Supply Chain Attack Compromises OpenAI Systems
OpenAI has confirmed that two employee devices within its corporate network were compromised as part of the TanStack supply chain attack, an incident tracked under the name Mini Shai Hulud. The company disclosed that the malicious activity resulted in unauthorized access to a limited number of internal source code repositories accessible to the affected employees. According to OpenAI, no user data, production systems, or intellectual property were altered or accessed without authorization during the incident.

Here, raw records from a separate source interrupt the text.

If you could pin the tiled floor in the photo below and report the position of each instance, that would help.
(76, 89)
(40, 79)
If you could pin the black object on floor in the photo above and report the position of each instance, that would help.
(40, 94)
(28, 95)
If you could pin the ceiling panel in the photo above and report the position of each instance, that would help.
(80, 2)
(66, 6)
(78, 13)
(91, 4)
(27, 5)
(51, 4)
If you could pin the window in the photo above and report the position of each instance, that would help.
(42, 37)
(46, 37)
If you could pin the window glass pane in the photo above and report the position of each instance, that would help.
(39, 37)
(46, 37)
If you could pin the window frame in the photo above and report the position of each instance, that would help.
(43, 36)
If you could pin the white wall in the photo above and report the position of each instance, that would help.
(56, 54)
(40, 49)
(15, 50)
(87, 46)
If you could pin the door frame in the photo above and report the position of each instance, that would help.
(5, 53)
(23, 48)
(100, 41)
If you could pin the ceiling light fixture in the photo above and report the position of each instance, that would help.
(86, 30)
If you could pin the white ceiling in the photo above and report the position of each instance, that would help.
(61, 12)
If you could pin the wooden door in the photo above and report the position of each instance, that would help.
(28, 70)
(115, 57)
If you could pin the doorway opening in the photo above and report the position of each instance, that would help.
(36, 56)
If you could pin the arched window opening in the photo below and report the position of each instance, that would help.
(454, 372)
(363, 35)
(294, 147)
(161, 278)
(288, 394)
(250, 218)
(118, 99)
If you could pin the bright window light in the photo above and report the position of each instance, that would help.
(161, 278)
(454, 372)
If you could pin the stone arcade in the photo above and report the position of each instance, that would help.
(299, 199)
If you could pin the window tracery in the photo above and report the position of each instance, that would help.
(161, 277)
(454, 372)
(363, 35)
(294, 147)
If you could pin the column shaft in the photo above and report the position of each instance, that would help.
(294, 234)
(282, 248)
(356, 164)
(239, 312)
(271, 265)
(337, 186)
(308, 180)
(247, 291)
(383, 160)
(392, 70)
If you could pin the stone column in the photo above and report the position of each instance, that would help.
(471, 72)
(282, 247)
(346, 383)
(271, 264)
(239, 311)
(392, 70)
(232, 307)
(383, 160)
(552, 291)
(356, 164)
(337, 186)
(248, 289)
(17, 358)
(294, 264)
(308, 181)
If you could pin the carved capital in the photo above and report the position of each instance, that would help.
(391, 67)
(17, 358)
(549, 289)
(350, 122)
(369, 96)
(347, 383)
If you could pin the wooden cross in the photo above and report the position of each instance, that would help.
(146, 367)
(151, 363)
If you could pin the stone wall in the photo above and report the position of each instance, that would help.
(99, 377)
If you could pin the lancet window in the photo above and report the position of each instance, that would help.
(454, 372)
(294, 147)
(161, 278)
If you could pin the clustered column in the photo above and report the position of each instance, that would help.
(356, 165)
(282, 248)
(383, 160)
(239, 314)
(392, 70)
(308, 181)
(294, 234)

Impact and Remediation Efforts
In response to the breach, OpenAI moved quickly to isolate affected systems and revoke user sessions. The company rotated all credentials across the impacted repositories and temporarily restricted code deployment workflows while auditing user and credential behavior. Investigators observed activity consistent with the malware’s known behavior, including credential focused exfiltration attempts. OpenAI confirmed that only limited credential material was successfully transferred from these repositories, with no other code or information compromised.
Mandatory macOS Updates Required
Because the affected repositories contained signing certificates for iOS, macOS, and Windows products, OpenAI has revoked those certificates and issued replacements. As a result, macOS users of ChatGPT Desktop, Codex App, Codex CLI, and Atlas must update their applications to the latest versions. OpenAI warned that this measure prevents any remote possibility of someone distributing fake apps appearing to be from OpenAI. The certificate revocation is scheduled for June 12, 2026, after which macOS built in protections will block downloads and launches of apps signed with the old certificates. Windows and iOS apps are not affected. This marks the second time OpenAI has rotated its macOS code signing certificates within two months.